En outre, les suggestions récentes dans les médias selon lesquelles le cryptage a empêché des enquêtes d’aller de l’avant ou que le décryptage de certaines données auraient été utiles, sont problématiques. En fait, plusieurs de ces enquêtes n’ont pas cessé après avoir fait face à la barrière de cryptage. De plus, sans savoir ce qui a été chiffré, rien n’indique que le cryptage était un problème important, seulement qu’il y avait des informations qui n’étaient pas facilement accessibles.

CONSERVATION DES DONNÉES

  • Croyez-vous que la loi devrait exiger des fournisseurs de services canadiens de conserver les données relatives aux télécommunications pendant une certaine période afin qu’on puisse y avoir accès au cas où les responsables de l’application de la loi ou un organisme responsable de la sécurité nationale en aurait besoin dans le cadre d’une enquête, conformément à une ordonnance de la cour?

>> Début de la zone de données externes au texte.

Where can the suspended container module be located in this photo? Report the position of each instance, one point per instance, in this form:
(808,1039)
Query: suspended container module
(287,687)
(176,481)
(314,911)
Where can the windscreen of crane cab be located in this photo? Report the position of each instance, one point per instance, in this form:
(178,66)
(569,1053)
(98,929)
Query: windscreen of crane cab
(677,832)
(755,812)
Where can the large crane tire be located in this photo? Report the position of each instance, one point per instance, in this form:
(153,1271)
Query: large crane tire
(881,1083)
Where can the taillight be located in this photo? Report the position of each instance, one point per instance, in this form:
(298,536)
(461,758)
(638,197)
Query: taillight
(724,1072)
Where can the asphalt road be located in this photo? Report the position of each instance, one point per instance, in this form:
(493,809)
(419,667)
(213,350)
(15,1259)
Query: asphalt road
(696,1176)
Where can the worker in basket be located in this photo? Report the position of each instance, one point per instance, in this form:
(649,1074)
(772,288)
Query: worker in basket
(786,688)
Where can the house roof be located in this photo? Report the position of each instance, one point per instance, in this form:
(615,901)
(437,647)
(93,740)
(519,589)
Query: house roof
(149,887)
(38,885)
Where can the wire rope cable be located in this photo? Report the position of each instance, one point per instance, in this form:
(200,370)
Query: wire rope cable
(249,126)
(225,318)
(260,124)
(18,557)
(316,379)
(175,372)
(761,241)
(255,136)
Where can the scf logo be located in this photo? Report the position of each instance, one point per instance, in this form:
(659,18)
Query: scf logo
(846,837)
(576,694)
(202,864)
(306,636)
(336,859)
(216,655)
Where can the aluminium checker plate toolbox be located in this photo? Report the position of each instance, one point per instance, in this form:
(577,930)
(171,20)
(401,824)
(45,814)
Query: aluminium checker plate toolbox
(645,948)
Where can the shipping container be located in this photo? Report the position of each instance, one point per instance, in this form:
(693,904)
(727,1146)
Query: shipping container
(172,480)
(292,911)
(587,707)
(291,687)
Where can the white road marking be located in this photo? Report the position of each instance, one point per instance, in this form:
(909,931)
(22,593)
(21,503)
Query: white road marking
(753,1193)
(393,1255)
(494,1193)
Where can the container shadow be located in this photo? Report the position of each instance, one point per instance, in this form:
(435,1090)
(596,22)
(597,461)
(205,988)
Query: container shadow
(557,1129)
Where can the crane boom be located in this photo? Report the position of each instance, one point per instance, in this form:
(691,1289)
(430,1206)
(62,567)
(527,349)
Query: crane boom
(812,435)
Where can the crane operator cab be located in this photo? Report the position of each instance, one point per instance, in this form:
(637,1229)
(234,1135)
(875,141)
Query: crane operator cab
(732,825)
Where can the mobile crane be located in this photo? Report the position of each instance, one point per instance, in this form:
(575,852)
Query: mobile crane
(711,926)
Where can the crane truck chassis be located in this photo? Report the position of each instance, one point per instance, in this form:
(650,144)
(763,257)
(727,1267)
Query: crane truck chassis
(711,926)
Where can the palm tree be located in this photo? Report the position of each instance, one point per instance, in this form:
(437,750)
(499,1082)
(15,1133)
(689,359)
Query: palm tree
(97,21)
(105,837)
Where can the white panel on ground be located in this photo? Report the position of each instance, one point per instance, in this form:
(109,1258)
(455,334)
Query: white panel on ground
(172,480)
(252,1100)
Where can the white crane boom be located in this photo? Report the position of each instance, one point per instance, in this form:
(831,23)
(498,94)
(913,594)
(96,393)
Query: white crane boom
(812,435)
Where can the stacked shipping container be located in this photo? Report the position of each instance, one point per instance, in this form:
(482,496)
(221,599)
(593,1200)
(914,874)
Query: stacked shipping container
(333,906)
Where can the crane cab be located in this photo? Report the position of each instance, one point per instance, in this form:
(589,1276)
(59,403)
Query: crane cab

La police a déjà le pouvoir d’obtenir une ordonnance de préservation de l’information dans des cas particuliers, ce qu’un.e juge peut émettre sur la base d’un seuil bas. Par exemple, les cas où il faudra du temps pour obtenir un mandat de perquisition et les renseignements risquent d’être détruits. Le Livre vert pose la question de savoir si les entreprises de télécommunications devraient simplement être tenues de conserver des données pendant de longues périodes, au cas où la police en aurait besoin. Plutôt comme une ordonnance de préservation globale.

La Cour de justice de l’Union européenne de 2014 a radié la «Directive sur la conservation des données» de l’UE parce que la conservation des données de personnes innocentes contrevient à la Charte des droits fondamentaux de l’UE. Il est tout au moins possible qu’elle viole également notre Charte. Il faut donc prouver que les pouvoirs actuels sont insuffisants avant d’envisager une politique qui a déjà été rejetée en Europe en tant que violation des droits fondamentaux. Et jusqu’à ce jour, le gouvernement n’a pas démontré la nécessité de la conservation des données afin d’effectuer des enquêtes de façon plus efficace.

  • Si le gouvernement du Canada édictait une exigence générale de conservation de données, quel type de données devrait viser une telle exigence? Quelle devrait être la durée de la conservation de ces renseignements?

Le gouvernement du Canada ne devrait pas édicter une exigence générale de conservation des données.